Les constructeurs automobiles traditionnels étant contraints de réduire leurs émissions dans le cadre de la lutte contre le changement climatique, les investisseurs sont de plus en plus nombreux à s’intéresser aux purs constructeurs de véhicules électriques...

Les constructeurs automobiles traditionnels étant contraints de réduire leurs émissions dans le cadre de la lutte contre le changement climatique, les investisseurs sont de plus en plus nombreux à s’intéresser aux purs constructeurs de véhicules électriques. Alessandro Rovelli, analyste Crédit chez Aviva Investors France, étudie les chiffres afin d’évaluer si oui ou non cette tendance est durable.

L’histoire de l’automobile est indissociable de deux vérités incontestables. Premièrement, l’automobile a fondamentalement transformé les sociétés en accroissant la mobilité et l’indépendance des individus d’une manière auparavant inconcevable. Deuxièmement, elle a également contribué à la plus grande crise à laquelle la planète est confrontée : le changement climatique. Et, malgré tous les efforts déployés pour réduire les émissions de gaz à effet de serre (GES) afin d’atteindre les objectifs de l’accord de Paris visant à limiter le réchauffement climatique, les émissions dans le secteur des transports (dont les voitures sont de loin les principales contributrices) continuent d’augmenter.

Au cours des trois dernières décennies, si les émissions globales aux États-Unis ont augmenté de 3,7 % pour atteindre 6.676,7 millions de tonnes équivalent carbone (MtC) , les émissions du secteur des transports ont quant à elles bondi de 23,3 % pour atteindre 1.882,6 MtC . Avec 28 % des émissions totales, le secteur est passé du troisième plus grand contributeur en 1990 (derrière la production d’électricité et l’industrie) au tout premier aujourd’hui.

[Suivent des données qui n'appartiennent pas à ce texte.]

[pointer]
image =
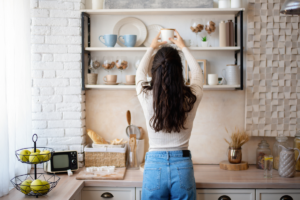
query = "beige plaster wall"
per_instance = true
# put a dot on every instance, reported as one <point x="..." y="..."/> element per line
<point x="106" y="114"/>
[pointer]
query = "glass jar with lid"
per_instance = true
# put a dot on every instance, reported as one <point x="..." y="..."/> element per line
<point x="262" y="150"/>
<point x="297" y="145"/>
<point x="280" y="140"/>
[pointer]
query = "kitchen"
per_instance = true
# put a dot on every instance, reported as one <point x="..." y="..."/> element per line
<point x="62" y="111"/>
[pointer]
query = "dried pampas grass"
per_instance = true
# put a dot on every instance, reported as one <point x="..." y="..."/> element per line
<point x="238" y="139"/>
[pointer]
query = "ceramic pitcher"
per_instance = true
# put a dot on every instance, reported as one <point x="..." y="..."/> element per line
<point x="287" y="162"/>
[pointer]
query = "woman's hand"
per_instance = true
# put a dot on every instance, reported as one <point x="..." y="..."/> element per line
<point x="155" y="43"/>
<point x="179" y="42"/>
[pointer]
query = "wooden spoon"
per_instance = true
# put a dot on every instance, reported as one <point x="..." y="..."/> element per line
<point x="128" y="116"/>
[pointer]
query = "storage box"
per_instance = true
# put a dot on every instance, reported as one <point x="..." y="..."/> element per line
<point x="97" y="157"/>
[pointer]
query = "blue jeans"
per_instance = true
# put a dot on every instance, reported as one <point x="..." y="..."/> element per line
<point x="168" y="175"/>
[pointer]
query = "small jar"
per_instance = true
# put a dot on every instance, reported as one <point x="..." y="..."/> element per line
<point x="262" y="150"/>
<point x="280" y="140"/>
<point x="297" y="145"/>
<point x="236" y="3"/>
<point x="224" y="4"/>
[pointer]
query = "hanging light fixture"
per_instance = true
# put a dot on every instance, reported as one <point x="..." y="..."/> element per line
<point x="291" y="7"/>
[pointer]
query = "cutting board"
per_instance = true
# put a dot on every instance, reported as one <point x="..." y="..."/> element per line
<point x="234" y="167"/>
<point x="118" y="174"/>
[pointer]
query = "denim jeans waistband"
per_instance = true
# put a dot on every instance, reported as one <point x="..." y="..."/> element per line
<point x="169" y="154"/>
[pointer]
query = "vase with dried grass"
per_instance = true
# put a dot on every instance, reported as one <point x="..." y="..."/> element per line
<point x="238" y="139"/>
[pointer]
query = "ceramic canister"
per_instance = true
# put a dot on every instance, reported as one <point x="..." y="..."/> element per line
<point x="97" y="4"/>
<point x="167" y="33"/>
<point x="224" y="3"/>
<point x="222" y="34"/>
<point x="236" y="4"/>
<point x="232" y="74"/>
<point x="213" y="79"/>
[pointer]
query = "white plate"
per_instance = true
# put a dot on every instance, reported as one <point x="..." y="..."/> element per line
<point x="153" y="30"/>
<point x="131" y="25"/>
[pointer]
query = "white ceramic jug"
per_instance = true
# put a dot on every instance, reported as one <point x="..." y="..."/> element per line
<point x="287" y="162"/>
<point x="232" y="74"/>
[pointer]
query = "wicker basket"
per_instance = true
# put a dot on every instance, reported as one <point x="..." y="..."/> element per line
<point x="94" y="158"/>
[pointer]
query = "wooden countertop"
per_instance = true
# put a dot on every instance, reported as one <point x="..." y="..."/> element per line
<point x="207" y="176"/>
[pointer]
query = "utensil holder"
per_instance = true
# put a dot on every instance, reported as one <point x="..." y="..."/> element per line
<point x="140" y="151"/>
<point x="235" y="155"/>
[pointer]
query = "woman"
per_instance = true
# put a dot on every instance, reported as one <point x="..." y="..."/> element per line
<point x="169" y="107"/>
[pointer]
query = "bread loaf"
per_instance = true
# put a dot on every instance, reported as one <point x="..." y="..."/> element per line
<point x="97" y="139"/>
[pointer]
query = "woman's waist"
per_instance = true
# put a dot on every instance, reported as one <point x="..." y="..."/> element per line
<point x="169" y="154"/>
<point x="168" y="157"/>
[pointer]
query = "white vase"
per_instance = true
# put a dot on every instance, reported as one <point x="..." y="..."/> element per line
<point x="236" y="4"/>
<point x="204" y="44"/>
<point x="224" y="3"/>
<point x="97" y="4"/>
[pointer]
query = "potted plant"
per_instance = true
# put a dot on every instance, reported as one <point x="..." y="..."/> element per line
<point x="238" y="139"/>
<point x="204" y="42"/>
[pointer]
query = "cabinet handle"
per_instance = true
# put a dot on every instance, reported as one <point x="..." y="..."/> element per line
<point x="224" y="197"/>
<point x="107" y="195"/>
<point x="286" y="197"/>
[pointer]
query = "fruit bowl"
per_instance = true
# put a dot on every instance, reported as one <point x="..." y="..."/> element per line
<point x="40" y="186"/>
<point x="27" y="155"/>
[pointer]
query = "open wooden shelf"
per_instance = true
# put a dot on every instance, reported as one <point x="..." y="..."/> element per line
<point x="145" y="48"/>
<point x="181" y="11"/>
<point x="205" y="87"/>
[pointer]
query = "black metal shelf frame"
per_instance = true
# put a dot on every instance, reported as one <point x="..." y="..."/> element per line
<point x="241" y="52"/>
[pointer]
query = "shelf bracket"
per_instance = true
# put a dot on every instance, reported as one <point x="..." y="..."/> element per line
<point x="239" y="14"/>
<point x="83" y="15"/>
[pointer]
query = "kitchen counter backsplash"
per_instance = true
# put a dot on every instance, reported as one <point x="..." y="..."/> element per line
<point x="106" y="114"/>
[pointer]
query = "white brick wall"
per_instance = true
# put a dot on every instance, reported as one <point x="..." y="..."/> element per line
<point x="57" y="100"/>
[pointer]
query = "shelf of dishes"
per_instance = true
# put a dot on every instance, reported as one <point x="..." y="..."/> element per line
<point x="184" y="11"/>
<point x="205" y="87"/>
<point x="145" y="48"/>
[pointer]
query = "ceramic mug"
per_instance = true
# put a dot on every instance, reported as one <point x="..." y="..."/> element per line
<point x="213" y="79"/>
<point x="110" y="78"/>
<point x="221" y="80"/>
<point x="130" y="79"/>
<point x="129" y="40"/>
<point x="167" y="33"/>
<point x="110" y="40"/>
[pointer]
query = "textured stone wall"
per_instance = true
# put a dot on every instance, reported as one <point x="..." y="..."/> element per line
<point x="58" y="102"/>
<point x="273" y="70"/>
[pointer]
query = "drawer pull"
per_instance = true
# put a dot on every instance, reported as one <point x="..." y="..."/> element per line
<point x="286" y="197"/>
<point x="107" y="195"/>
<point x="224" y="197"/>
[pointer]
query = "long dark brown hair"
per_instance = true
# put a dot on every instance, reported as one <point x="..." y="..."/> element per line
<point x="172" y="99"/>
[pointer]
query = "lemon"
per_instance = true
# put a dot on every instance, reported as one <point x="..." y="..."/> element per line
<point x="35" y="158"/>
<point x="25" y="186"/>
<point x="36" y="186"/>
<point x="24" y="155"/>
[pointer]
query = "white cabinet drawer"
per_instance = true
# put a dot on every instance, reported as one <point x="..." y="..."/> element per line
<point x="277" y="194"/>
<point x="236" y="194"/>
<point x="94" y="193"/>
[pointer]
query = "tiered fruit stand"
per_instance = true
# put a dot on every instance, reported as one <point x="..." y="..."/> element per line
<point x="29" y="188"/>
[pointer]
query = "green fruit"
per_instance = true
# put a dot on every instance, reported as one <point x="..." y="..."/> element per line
<point x="25" y="186"/>
<point x="46" y="155"/>
<point x="37" y="150"/>
<point x="24" y="155"/>
<point x="45" y="188"/>
<point x="35" y="158"/>
<point x="36" y="186"/>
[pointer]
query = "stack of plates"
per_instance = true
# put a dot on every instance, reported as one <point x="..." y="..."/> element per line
<point x="134" y="26"/>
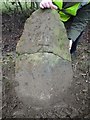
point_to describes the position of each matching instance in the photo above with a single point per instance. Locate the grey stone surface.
(43, 66)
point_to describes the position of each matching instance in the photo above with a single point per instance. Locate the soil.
(12, 107)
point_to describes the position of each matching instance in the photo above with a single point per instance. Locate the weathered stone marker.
(43, 66)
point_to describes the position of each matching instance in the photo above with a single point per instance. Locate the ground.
(12, 28)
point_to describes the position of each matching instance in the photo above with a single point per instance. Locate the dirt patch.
(12, 27)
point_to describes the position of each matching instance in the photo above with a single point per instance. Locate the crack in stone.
(49, 52)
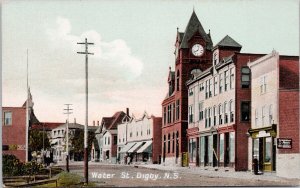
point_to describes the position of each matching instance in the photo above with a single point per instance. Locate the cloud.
(115, 55)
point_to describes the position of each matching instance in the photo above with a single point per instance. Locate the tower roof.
(194, 26)
(228, 42)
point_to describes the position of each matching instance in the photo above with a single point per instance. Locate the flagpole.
(27, 113)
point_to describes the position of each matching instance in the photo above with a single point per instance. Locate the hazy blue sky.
(134, 45)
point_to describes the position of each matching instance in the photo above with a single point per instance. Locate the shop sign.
(284, 143)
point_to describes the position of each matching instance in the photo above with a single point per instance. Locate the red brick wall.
(156, 145)
(289, 119)
(15, 134)
(241, 128)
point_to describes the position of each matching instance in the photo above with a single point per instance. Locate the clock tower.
(193, 51)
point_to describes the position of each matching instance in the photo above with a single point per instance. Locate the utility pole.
(27, 113)
(86, 174)
(68, 112)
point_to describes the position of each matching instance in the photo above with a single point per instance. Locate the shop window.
(245, 111)
(245, 77)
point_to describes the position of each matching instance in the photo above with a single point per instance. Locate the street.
(147, 175)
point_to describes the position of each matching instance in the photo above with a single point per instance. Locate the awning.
(127, 147)
(135, 147)
(147, 147)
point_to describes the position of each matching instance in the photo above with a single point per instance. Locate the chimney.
(127, 112)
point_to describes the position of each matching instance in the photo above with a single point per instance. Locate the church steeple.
(192, 27)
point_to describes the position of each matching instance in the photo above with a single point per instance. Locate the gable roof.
(47, 126)
(227, 41)
(193, 27)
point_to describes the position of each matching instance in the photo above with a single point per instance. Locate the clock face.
(197, 50)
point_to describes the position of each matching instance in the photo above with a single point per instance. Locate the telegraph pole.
(86, 174)
(68, 112)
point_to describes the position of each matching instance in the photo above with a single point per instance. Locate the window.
(263, 85)
(177, 109)
(206, 89)
(245, 111)
(201, 87)
(205, 116)
(173, 114)
(216, 57)
(7, 118)
(270, 115)
(165, 115)
(220, 83)
(169, 140)
(169, 113)
(263, 111)
(231, 83)
(210, 87)
(191, 92)
(231, 111)
(209, 117)
(215, 115)
(215, 85)
(220, 114)
(201, 111)
(226, 80)
(173, 143)
(256, 117)
(191, 114)
(115, 140)
(245, 77)
(177, 81)
(225, 113)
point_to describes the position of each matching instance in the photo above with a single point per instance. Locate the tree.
(77, 141)
(36, 140)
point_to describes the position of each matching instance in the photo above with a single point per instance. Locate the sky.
(133, 48)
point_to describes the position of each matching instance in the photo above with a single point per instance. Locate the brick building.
(219, 108)
(140, 139)
(275, 114)
(193, 50)
(107, 137)
(14, 129)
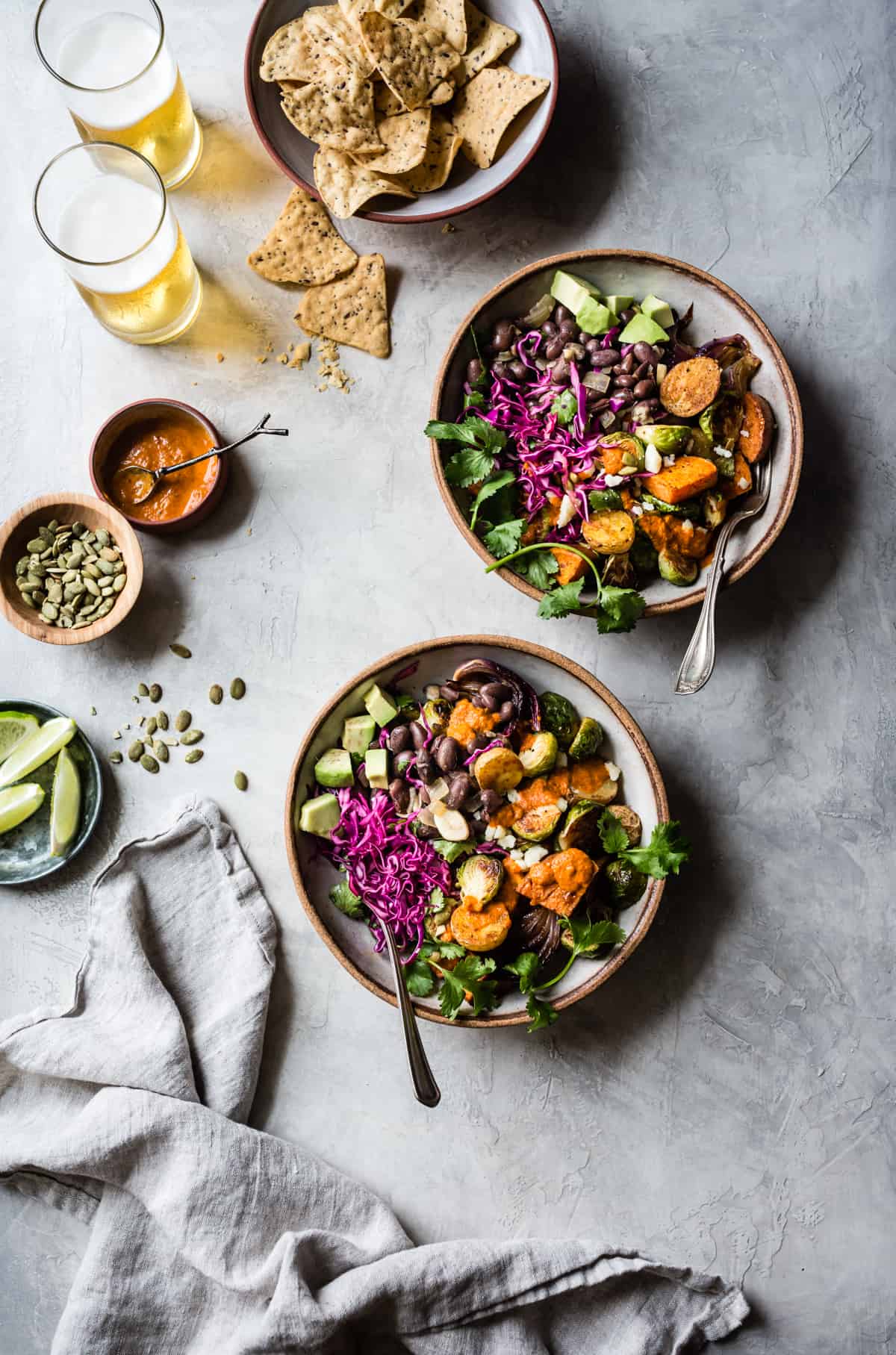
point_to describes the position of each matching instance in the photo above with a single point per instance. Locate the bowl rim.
(220, 480)
(514, 645)
(22, 703)
(792, 399)
(124, 533)
(391, 217)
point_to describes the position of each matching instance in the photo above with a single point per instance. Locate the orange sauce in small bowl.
(152, 443)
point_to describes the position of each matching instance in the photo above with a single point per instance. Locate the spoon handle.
(425, 1084)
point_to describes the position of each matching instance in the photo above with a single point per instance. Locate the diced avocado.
(319, 816)
(573, 292)
(643, 329)
(594, 317)
(358, 732)
(334, 769)
(380, 706)
(377, 767)
(658, 311)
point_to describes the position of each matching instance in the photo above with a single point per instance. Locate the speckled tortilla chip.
(302, 246)
(339, 116)
(352, 309)
(346, 186)
(437, 163)
(485, 108)
(411, 57)
(448, 16)
(405, 137)
(337, 37)
(485, 41)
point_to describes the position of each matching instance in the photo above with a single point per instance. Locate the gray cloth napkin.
(208, 1236)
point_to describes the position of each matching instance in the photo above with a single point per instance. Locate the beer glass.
(121, 80)
(105, 212)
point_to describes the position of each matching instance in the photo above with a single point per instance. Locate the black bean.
(448, 754)
(399, 739)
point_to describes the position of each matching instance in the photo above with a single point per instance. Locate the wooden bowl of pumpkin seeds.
(71, 568)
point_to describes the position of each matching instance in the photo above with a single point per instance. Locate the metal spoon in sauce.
(146, 480)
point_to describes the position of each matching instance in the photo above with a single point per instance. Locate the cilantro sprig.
(615, 608)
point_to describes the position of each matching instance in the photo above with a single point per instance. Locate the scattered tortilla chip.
(337, 116)
(487, 106)
(411, 57)
(335, 36)
(405, 137)
(302, 246)
(352, 309)
(437, 163)
(485, 41)
(449, 16)
(346, 186)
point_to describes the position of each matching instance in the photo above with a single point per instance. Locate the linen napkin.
(209, 1236)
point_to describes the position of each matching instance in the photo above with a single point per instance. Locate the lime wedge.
(14, 726)
(66, 804)
(37, 748)
(18, 804)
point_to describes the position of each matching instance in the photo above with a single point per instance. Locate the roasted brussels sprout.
(541, 754)
(479, 879)
(588, 739)
(498, 769)
(676, 570)
(626, 884)
(537, 824)
(560, 717)
(582, 827)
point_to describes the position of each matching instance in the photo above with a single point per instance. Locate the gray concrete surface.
(727, 1100)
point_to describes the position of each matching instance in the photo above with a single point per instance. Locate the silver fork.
(700, 660)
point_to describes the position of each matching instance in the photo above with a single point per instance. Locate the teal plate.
(25, 851)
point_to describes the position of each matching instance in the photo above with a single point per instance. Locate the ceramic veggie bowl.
(682, 522)
(411, 671)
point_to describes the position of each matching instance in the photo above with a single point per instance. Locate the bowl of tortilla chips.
(402, 110)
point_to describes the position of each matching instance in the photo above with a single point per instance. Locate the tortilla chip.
(335, 36)
(448, 16)
(302, 246)
(487, 106)
(485, 41)
(405, 137)
(435, 166)
(411, 57)
(346, 186)
(337, 116)
(352, 309)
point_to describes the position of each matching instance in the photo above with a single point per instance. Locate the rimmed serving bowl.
(21, 527)
(718, 311)
(434, 661)
(131, 417)
(25, 851)
(535, 54)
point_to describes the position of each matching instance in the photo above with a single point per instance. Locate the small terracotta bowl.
(22, 526)
(140, 412)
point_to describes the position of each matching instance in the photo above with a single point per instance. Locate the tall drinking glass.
(121, 80)
(105, 212)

On retrouve la même situation en Europe. Malgré une réduction globale de 24 % des émissions de GES depuis 1990 dans l’Union européenne, la part des émissions provenant des transports a quant à elle augmenté de 33 % en passant de 15 % à 25 % . La perspective de voir cette situation s’améliorer au cours de la prochaine décennie n’est guère meilleure : selon des projections de la Commission européenne, les émissions dues aux transports seront de 17 % à 32 % plus élevées en 2030 qu’en 1990.

Les constructeurs automobiles sous les feux des projecteurs

Il n’est donc pas étonnant que les consommateurs, les industriels et les responsables politiques s’intéressent tant à cette question. Mais, compte tenu de la probabilité apparemment mince de voir les gens renoncer volontairement à leur droit de posséder une voiture dans un avenir proche, l’industrie automobile n’a d’autre choix que de s’engager dans une bataille acharnée de manière à répondre à la demande des consommateurs en matière de nouveaux véhicules : ils les veulent toujours aussi performants, mais moins nuisibles pour la planète. D’un côté, se trouvent les mastodontes traditionnels de l’industrie, de Volkswagen en Europe à Ford aux États-Unis ; de l’autre, se trouvent les purs constructeurs de véhicules électriques (VE), comme Tesla d’Elon Musk aux États-Unis et son rival chinois NIO.

Les investisseurs sont à juste titre attentifs à la transition vers les VE, avec un fossé qui s’est récemment creusé en faveur des constructeurs de ce type de véhicules, comme le montre l’évolution boursière très contrastée de Tesla et de Volkswagen (VW) l’année dernière.

En 2020, le cours de l’action de Tesla a progressé de 690 % en passant de 88,60 dollars à 699,99 dollars. Il s’agit là d’une envolée stupéfiante pour une société notée BB par Standard &Poor’s et B3 par Moody’s et qui n’a jamais déclaré de bénéfices annuels depuis sa création (mais, cela pourrait changer lorsque ses résultats pour l’ensemble de l’année 2020 seront annoncés).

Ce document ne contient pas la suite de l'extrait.